Item response theory offers detailed information at the item level, making it a powerful technique for developing short-form scales.[15] The responses of participants to each item were used to estimate their location on a latent trait (i.e., the level of symptoms). This latent trait is estimated using the responses on all individual items, and not, as in the CTT, via the sum score of all items. Within the IRT, every single item is defined by a discrimination parameter (alpha) and one or more location parameters or threshold parameters. The threshold parameters indicate the location on the scale of the latent continuum where the item best discriminates among individuals. The discrimination parameter reflects the true difference in theta per item and is comparable to factor loading.
To determine the candidate items for the short-form of the scale, we selected the items with two of the highest discriminatory parameters, as given by the IRT analyses. As the UFS-QoL has five ordered response options (1 = “not at all,” 2 = “A little bit,” 3 = “Somewhat,” 4 = “A great deal,” 5 = “A very great deal”), we used the graded response model to estimate the item response parameters. In addition, we inspected the item information curves to select items that covered a similar range of latent traits as the full scale. Finally, we compared the effect sizes of inconsistent items to choose the final items.
Statistical analysis
Spearman's correlation coefficient was used to determine the strength of the UFS-QoL-11 correlation test with the parents’ UFS-QoL. To examine construct validity in the UFS-QoL-11, we employed principal axis factor analysis with orthogonal rotation, which was used in conjunction with orthogonal rotation to determine the final number of factors based on their eigenvalues, congruence, and clinical significance. Each dataset was first analyzed for normality using the Kaiser–Meyer–Olkin (KMO) measure and Bartlett test of sphericity. A KMO value > 0.5 indicated acceptable structural validity. Cronbach's α was used to determine the internal consistency of the UFS-QoL-11. Cronbach's α coefficient, which ranges from 0 to 1, was used to determine the degree to which items on the subscales measure were related to the same concepts. A larger value indicated a smaller measurement error, which indicated a higher level of reliability. Criterion validity was assessed using correlations between baseline scores on the UFS-QoL-11 and SF-36, which were designed to measure general health.
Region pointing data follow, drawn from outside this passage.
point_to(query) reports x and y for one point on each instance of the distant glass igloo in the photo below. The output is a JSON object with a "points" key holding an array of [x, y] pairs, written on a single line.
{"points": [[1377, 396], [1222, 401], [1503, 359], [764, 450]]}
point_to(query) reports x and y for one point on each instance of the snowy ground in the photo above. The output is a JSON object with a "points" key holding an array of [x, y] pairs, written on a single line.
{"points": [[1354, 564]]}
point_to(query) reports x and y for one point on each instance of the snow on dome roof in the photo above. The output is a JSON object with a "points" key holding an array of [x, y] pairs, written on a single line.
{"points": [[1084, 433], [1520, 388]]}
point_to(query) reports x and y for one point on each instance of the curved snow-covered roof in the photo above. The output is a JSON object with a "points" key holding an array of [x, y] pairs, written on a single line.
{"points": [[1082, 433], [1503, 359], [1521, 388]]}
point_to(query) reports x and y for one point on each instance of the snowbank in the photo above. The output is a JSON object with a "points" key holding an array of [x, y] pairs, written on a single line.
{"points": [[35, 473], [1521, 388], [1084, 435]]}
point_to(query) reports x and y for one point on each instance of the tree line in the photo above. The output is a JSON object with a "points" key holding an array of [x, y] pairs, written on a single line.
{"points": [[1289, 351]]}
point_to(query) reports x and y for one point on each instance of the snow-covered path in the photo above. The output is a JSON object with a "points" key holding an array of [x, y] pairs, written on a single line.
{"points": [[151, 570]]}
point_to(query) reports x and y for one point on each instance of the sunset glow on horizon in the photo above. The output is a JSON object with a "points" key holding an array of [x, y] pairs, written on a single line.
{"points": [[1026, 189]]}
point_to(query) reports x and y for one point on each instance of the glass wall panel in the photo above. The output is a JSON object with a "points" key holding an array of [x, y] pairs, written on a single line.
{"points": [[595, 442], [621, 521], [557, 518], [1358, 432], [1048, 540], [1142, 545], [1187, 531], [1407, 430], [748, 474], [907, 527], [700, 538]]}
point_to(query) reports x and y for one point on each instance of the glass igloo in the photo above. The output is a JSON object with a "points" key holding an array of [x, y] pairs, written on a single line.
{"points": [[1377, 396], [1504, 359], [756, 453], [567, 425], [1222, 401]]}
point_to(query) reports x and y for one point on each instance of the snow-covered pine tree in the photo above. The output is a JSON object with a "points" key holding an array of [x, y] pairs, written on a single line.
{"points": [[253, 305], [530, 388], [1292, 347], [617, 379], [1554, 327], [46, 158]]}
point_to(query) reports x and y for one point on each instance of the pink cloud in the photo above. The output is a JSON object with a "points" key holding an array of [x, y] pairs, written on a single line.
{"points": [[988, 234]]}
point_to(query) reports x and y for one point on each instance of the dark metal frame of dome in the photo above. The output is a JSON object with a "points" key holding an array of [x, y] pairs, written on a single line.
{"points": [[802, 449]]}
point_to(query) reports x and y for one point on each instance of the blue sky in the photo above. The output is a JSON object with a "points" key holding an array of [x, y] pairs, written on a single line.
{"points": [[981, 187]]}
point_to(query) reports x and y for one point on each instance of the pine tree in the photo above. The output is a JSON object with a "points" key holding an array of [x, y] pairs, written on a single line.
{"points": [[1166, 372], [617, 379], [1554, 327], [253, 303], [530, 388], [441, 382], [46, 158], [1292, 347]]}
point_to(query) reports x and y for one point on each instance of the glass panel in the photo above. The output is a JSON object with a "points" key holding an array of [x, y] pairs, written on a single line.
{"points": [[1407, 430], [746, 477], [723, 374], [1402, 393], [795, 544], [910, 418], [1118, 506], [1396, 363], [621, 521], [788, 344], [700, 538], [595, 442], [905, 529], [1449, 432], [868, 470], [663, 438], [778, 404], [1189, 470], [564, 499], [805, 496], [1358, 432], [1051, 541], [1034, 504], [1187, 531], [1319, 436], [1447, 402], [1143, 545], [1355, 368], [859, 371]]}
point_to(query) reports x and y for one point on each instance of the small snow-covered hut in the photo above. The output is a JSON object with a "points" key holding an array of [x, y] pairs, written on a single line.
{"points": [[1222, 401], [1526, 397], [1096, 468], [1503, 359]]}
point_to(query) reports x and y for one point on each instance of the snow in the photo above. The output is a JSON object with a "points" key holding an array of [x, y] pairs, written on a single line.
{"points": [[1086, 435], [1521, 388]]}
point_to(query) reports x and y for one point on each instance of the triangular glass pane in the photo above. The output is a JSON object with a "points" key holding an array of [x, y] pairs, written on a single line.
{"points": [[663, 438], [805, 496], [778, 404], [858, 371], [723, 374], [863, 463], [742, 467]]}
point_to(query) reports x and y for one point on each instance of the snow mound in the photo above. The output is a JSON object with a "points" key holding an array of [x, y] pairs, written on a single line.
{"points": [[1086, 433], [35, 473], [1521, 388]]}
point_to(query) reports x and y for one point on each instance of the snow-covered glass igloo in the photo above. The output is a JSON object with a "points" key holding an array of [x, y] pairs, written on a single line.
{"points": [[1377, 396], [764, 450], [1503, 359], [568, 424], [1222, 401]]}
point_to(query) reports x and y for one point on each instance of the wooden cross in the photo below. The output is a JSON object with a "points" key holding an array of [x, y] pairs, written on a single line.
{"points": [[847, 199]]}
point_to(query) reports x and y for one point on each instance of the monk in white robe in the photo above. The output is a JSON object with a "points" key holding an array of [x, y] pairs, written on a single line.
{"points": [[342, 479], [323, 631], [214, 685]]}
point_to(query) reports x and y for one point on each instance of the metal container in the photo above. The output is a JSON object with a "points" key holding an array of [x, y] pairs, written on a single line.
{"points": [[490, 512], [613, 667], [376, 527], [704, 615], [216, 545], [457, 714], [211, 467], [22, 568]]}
We examined the evidence of known-group validity so that the UFS-QoL-11 could distinguish between clinically distinct groups by testing its ability to differentiate between patients based on health status (defined as SF-36-1). The ability to detect change was evaluated by comparing the 6-month pre-treatment and post-treatment scores to the 12-month scores at 6-month intervals. The effect size (change in mean score divided by baseline standard deviation)[25] and standardized response mean (change in mean score divided by change standard deviation) were computed. A value of 0.2 was considered to have a “small” effect, 0.5 a “moderate” one, and ≥ 0.8 a “large” effect.
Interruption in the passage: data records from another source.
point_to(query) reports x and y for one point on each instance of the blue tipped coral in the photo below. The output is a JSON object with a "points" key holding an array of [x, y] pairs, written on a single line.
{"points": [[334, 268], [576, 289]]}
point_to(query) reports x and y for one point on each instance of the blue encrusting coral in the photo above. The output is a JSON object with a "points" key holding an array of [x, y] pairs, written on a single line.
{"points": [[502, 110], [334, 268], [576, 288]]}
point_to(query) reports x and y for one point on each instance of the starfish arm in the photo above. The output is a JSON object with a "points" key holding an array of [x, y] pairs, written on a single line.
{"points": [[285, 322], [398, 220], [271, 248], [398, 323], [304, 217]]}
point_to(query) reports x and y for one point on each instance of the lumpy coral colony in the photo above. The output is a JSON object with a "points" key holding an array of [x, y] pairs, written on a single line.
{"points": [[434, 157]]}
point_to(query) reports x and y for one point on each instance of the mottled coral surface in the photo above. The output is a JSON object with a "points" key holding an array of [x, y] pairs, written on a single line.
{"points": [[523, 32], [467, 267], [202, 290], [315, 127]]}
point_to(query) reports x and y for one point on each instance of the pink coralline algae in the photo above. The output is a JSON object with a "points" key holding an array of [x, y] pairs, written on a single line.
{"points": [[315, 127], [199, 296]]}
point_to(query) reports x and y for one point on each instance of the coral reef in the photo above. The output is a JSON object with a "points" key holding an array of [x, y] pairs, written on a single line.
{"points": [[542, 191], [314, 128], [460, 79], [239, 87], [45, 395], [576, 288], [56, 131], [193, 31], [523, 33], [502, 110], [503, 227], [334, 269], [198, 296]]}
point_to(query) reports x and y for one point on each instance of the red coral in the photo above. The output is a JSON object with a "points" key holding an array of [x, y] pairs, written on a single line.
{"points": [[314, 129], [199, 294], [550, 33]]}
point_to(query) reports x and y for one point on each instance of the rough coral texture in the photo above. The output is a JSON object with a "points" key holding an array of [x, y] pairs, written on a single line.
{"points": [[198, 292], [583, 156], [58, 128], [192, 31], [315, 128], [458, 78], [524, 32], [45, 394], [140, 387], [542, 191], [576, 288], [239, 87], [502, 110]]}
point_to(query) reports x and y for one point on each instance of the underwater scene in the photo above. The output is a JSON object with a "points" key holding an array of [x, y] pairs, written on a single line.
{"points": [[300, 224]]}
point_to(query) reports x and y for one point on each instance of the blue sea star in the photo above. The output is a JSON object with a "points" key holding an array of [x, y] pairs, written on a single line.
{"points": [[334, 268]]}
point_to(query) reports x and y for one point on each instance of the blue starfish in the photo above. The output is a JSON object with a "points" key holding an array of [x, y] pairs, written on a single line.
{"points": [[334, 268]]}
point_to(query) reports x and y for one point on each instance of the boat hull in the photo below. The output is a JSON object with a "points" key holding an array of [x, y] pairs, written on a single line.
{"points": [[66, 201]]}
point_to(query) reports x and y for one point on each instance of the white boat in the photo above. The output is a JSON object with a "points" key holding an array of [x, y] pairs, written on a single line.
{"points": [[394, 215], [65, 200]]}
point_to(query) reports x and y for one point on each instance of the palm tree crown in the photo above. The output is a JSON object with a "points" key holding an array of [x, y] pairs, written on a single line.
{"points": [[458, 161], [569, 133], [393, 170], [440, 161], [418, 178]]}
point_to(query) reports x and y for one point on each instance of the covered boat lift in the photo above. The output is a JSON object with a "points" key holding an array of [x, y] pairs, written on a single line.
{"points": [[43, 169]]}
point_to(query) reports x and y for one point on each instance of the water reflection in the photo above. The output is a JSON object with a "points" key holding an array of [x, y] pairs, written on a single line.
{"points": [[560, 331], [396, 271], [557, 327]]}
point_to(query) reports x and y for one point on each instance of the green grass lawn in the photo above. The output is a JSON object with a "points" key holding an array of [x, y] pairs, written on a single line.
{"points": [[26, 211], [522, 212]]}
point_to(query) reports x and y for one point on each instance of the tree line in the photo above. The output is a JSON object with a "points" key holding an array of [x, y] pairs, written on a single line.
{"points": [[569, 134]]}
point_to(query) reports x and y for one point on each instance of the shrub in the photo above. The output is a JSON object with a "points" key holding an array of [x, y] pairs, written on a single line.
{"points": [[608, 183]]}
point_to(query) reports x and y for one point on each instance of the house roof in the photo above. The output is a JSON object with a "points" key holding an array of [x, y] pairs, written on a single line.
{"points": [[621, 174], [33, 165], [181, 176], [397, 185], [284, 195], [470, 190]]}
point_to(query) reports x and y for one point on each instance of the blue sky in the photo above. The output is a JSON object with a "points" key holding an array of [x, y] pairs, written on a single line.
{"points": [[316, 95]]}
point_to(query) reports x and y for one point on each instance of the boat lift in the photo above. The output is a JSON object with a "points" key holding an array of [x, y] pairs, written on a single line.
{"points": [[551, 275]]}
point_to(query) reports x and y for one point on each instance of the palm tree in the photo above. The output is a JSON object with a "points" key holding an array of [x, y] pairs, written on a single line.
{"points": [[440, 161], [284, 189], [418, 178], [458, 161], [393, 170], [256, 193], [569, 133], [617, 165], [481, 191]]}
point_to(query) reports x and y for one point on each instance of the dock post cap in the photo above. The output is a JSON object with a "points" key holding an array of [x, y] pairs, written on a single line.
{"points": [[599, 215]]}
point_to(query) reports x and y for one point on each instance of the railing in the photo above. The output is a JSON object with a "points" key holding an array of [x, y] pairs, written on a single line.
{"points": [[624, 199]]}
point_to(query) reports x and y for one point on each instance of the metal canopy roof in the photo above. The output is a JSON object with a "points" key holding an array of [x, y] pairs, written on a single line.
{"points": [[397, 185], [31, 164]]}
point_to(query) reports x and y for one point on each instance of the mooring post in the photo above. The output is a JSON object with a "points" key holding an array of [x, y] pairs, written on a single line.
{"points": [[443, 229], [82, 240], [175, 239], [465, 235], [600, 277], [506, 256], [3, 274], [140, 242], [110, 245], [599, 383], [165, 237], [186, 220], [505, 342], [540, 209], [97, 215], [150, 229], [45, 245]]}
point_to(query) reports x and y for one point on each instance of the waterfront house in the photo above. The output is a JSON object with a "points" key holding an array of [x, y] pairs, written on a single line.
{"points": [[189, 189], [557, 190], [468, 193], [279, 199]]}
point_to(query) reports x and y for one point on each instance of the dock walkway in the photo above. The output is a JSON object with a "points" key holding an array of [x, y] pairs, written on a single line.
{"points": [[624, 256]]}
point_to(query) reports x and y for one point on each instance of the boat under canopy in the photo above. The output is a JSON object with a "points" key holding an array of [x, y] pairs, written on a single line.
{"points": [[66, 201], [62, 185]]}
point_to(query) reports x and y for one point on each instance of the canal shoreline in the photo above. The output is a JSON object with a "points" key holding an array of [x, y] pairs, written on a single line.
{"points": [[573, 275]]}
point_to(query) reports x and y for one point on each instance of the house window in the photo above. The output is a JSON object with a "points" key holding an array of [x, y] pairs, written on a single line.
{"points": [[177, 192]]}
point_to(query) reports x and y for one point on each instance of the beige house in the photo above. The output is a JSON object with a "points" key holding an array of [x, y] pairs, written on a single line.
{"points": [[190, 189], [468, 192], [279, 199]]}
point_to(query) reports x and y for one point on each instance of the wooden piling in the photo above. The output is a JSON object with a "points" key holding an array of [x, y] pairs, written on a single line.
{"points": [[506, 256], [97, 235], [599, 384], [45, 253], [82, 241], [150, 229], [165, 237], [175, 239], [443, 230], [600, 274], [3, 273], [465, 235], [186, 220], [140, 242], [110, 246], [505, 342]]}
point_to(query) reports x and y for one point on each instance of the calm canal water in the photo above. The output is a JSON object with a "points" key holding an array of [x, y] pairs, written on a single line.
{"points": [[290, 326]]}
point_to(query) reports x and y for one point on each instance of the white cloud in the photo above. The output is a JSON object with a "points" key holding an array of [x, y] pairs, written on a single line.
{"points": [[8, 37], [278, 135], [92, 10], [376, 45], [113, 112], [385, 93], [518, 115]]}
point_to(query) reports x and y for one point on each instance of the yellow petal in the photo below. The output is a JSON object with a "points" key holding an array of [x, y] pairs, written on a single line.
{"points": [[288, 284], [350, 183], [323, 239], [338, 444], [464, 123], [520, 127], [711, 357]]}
Descriptive analyses (means and standard deviations [SD]) were performed using sociodemographic and clinical characteristics. Means of differences, 95% confidence intervals (CI), and statistical significance (P < 0.05) were tested using independent sample t-tests. The questionnaires were scored according to developers' instructions. Version 9.1.3 of SAS was used to conduct the analyses. All statistical tests were predetermined, and no missing data imputations were performed. All statistical tests were conducted with a fixed type I error probability of 0.05 and a two-tailed design.[22]